Figure 2. Cross section and top view of new porous coating [30].

Ring tests and double cup extrusion tests in St 1.0303 provided with the new lubricant carrier combined with plain mineral oil with no boundary lubricants and a viscosity of 60 cSt at 40°C proves it to give as low friction as phosphate coating and soap lubrication. Single cup extrusion tests in the same material with high reduction r = Dp/D0 = 69% showed no sign of lubricant film breakdown in cup extrusions up to cup heights h = 2.7Dp [30].

Utsunomiya et al. [31] have produced porous surfaces in steel by chemical reduction of pre-oxidized surface. Oxidation was carried out in oven with normal air atmosphere at 700°C in 30 min followed by reduction in the same oven with pure hydrogen at the same temperature in 15 min followed by slow cooling in argon atmosphere. The porous surface was lubricated with machine oil, kinematic viscosity 7.4 cSt at 140°C and tested in wire drawing, which gave a reduction in coefficient of friction from μ = 0.11 to 0.056.

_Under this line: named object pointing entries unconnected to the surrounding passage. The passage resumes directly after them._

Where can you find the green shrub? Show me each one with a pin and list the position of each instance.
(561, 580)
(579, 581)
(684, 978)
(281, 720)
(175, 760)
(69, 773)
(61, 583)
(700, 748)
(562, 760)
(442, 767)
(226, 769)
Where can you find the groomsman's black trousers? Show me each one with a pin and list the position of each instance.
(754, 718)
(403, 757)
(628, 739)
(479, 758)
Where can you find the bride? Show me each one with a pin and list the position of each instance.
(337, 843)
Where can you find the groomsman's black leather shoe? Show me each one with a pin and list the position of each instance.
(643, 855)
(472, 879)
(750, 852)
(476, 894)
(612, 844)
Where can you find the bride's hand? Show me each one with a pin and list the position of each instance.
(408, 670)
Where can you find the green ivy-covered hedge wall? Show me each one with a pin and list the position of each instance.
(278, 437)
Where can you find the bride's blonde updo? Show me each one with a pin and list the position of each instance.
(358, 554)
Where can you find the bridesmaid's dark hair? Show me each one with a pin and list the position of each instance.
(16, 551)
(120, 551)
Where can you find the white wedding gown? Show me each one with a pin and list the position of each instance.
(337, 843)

2.2. Lubrication without conversion coating

2.2.1 Single bath systems

As an alternative to lubrication with conversion coatings single bath lubrication systems have been developed in Japan and Germany. After descaling/shot blasting and hot water rinsing, the slugs are dipped in an aqueous bath containing inorganic salt and an organic lubricant. The slugs are subsequently dried after which they are ready for cold forging. The whole procedure

takes about 2 min which implies, that in-process lubrication is possible and practiced in several cold forging lines.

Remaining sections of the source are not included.